Tra poco più di un mese parte la settantaseiesima edizione del Campionato Mondiale di Formula Uno. Sarà un anno contrassegnato da una vera e propria rivoluzione tecnica: macchine più leggere, strette e corte, power unit paritarie tra componenti elettrica e termica, pneumatici ridotti, carburanti sostenibili, abolizione del DRS, aerodinamica attiva. Inizia una nuova era, quindi sarà fondamentale azzeccare subito le soluzioni, benché la McLaren dominante delle ultime due stagioni abbia insegnato come i valori possano ribaltarsi in corso d’opera. Si parte da un foglio bianco, tutto da interpretare. Ci proviamo, anche in base ai rumors che trapelano, affidabili o meno si vedrà.

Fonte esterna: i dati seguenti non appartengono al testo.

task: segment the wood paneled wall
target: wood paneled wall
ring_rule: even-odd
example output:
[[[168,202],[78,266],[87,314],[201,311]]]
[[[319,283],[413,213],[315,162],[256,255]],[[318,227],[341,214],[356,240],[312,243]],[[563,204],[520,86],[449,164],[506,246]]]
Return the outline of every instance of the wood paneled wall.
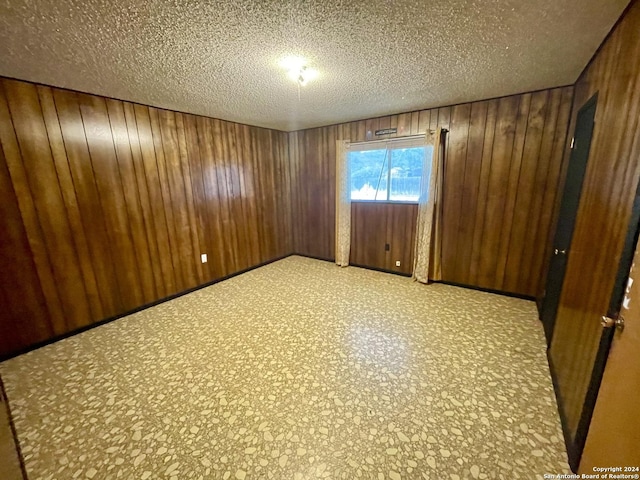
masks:
[[[335,142],[448,128],[443,279],[538,295],[557,203],[573,88],[290,133],[294,249],[334,257]],[[386,137],[389,138],[389,137]]]
[[[576,84],[575,118],[598,92],[595,126],[550,355],[571,435],[580,420],[640,179],[640,2]],[[635,59],[635,60],[632,60]],[[636,279],[637,281],[637,279]]]
[[[417,204],[352,203],[349,262],[411,274],[417,217]],[[386,245],[389,250],[385,249]],[[399,267],[396,261],[400,262]]]
[[[0,86],[0,354],[291,253],[286,133]]]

FERRARI. La nuova “SF – 26” è bella, ma come diceva il Fondatore sarà bella se vincente. La predetta rivoluzione tecnica è una grande occasione, ma sarà determinante il clima in pista e in fabbrica. Da qualche tempo si avvertono discrasie e l’eventuale paura di sbagliare è una cattiva compagna. Le tante delusioni stanno mettendo a dura prova il senso di appartenenza, direi di affetto (sì, di affetto) di Charles Leclerc per il Cavallino. Hamilton è la grande incognita: se la Rossa sarà competitiva, anzi dominante, dirà la sua, altrimenti imboccherà definitivamente il viale del tramonto.

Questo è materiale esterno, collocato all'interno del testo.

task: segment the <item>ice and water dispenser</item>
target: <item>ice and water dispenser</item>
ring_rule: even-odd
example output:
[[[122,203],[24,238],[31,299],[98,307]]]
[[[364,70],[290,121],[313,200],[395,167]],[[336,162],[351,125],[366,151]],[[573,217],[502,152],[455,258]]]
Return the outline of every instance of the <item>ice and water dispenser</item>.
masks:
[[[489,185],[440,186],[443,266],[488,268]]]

MERCEDES. I rumors la danno per favorita, grazie ad un motore nettamente in vantaggio sulla concorrenza. Già all’inizio dell’era ibrida la Stella aveva impressionato. Potrebbe essere l’anno della consacrazione di George Russell, che meriterebbe il titolo. Andrea Kimi Antonelli, dopo avere mostrato le sue qualità nel 2025, si candida ad un ruolo da primattore e meno pressioni sentirà meglio sarà.
MCLAREN. La serietà e l’organizzazione del Team Papaya sono fuori discussione, Zak Brown e Andrea Stella delle garanzie. Non si può quindi escluderla dai pronostici. Norris pare avere maturato quello scatto verso una acquisita consapevolezza. Oscar Piastri è chiamato a dare continuità, dopo una stagione altalenante che gli ha negato l’alloro iridato quando già pareva suo.
RED BULL. Nel 2025 è stata sorretta dagli sviluppi in corso d’opera e dal talento puro e cristallino di Verstappen, per il quale si sono sprecati e sono ormai terminati gli aggettivi. L’incognita è costituita dal nuovo propulsore, realizzato in casa con la collaborazione della Ford. Difficilmente un “cuore” strabilia all’esordio e SuperMax stavolta potrebbe non bastare. Desta interesse l’ingresso di Isaak Hadjar, in ipotesi meglio attrezzato dei suoi predecessori, triturati dal confronto con l’asso olandese.
ASTON MARTIN. Ha due atout formidabili. Il primo, una disponibilità di risorse pressoché illimitata. Il secondo, Adrian Newey, inarrivabile genio nella progettazione e nello sfruttare le pieghe del Regolamento: sarà anche Team Principal. Dopo i trionfi con Williams, McLaren e Red Bull, saprà inanellare l’ennesimo miracolo?